The Rwandan people seem to be on a journey from the absolute worst that humans are capable of -- genocide so savage as to be likely inconceivable even to the Nazis -- to the absolute pinnacle of human achievement: forgiveness, reconciliation, and unity in the face of it all. And in just fifteen years. I don't feel like I can forgive the Hutu, and I spent those months living comfortably in suburban USA.

When [my kids] ask me how they can recognize a Hutu, I change the subject.


Is there is a comparable journey in any of recorded human history?
posted by stupidsexyFlanders at 1:21 AM on July 21, 2009


Very impressive. It is encouraging when people can adjust their personal sense of justice and the official system to better serve the overall situation. Forgiveness = I am not a slave to my sense of injustice.
posted by Free word order! at 1:21 AM on July 21, 2009


...genocide so savage as to be likely inconceivable even to the Nazis
Careful, now, genocide in all forms is a despicable, unfathomable thing; something that most rational minds simply choose not to process, because it violates all logic. And unfathomable as the Hutu were, I'm reluctant to "rank" horrificness, especially when all genocides have so very many hideous, horrible players.
posted by disillusioned at 4:02 AM on July 21, 2009


"I can forgive, but I cannot forget, is only another way of saying I cannot forgive. Forgiveness should be like a cancelled note - torn in two, burned up, so that it can never be shown against one." - Henry Ward Beecher

The articles - particularly the latter one - touch on the issue of trust, and that's a huge iceberg of an issue in a place like Rwanda. I've been there this year for work and return in a couple months for more.

You simply don't talk about ethnicity in Rwanda - 15 years later its a taboo subject. Sure it happens, with a reporter or maybe even between a few people as part of a reconciliation ministry, but for the most part - in every day life, in work and play and politics and commerce and everything else - its better to keep your mouth shut. Its safe, or whatever approximation of safe can be found in a place like Rwanda. Its a very strange place in that way.

There will never be enough trust to fully move on until there's real forgiveness, and that means actively working to "forget" what has happened. Not in a collective, denial-of-history type way - humans must always remember their slips into genocide be they in Germany, Sudan, Rwanda, or wherever else they may occur. But it does have to happen in a real, human, one-on-one setting, hundreds of thousands if not millions of times over. Which is what these 2 people are doing, which is something to marvel at.

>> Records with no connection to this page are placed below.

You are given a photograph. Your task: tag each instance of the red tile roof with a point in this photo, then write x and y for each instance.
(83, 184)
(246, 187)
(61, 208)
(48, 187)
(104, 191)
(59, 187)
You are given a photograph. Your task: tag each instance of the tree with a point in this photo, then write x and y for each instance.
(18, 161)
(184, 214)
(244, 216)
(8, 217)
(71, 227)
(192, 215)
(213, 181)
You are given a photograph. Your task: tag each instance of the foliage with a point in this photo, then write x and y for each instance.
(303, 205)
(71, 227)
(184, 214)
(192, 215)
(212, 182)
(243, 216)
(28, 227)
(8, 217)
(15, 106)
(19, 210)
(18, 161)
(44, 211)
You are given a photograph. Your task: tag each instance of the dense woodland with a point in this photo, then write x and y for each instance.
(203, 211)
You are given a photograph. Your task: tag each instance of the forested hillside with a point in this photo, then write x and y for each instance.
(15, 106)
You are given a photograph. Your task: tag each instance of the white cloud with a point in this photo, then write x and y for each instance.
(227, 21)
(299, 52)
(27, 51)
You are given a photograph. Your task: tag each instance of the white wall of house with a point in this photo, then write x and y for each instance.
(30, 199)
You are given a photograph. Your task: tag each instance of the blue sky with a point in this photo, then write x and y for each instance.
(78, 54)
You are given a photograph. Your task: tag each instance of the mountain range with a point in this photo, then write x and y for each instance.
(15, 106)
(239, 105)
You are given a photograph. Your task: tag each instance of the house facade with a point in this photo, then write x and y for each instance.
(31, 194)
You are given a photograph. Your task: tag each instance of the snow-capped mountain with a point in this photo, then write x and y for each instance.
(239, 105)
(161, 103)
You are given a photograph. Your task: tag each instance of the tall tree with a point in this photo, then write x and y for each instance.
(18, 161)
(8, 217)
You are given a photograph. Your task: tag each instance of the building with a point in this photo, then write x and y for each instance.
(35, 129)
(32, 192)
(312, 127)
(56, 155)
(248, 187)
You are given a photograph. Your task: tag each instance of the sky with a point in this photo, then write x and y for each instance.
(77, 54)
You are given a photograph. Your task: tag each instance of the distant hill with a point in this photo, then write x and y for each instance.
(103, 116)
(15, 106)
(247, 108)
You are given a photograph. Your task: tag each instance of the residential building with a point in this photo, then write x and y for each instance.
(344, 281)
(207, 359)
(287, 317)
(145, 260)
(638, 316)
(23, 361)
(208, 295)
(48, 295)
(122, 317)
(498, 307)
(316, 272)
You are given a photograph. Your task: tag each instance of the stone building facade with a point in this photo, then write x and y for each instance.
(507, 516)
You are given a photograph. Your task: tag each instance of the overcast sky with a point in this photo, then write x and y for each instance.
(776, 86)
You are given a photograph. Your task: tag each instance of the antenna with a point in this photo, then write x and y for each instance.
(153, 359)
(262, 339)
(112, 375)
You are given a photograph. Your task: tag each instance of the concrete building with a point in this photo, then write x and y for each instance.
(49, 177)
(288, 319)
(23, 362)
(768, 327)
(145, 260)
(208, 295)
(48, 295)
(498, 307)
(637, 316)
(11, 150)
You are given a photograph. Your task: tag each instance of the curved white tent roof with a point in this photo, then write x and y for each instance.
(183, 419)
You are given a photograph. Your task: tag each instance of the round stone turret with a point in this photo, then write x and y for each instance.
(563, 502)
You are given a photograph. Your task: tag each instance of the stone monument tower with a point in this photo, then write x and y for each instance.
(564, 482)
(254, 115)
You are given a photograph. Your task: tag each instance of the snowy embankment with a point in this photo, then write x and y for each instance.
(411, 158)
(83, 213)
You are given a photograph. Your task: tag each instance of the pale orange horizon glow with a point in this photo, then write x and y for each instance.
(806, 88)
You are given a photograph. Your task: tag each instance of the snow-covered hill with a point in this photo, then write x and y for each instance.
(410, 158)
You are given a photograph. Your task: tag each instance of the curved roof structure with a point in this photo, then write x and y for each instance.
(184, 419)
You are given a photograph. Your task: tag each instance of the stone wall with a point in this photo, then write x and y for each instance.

Something to marvel at in the same way we marvel at the genocide itself: look at what we as humans are capable of. It boggles the mind. In the same way that the atrocities are horribly, horribly possible, so is the true forgiveness of them. Its a choice, however, I don't think is so easily made for your average Rwandan genocide victim.

Anyway, all that considered, "science" is a bit late to the game on this one. Humans have been hating and forgiving and loving and killing and sad and angry and so on and so forth for pretty much our entire history. I don't need some lab rat to tell me which ones are better for us.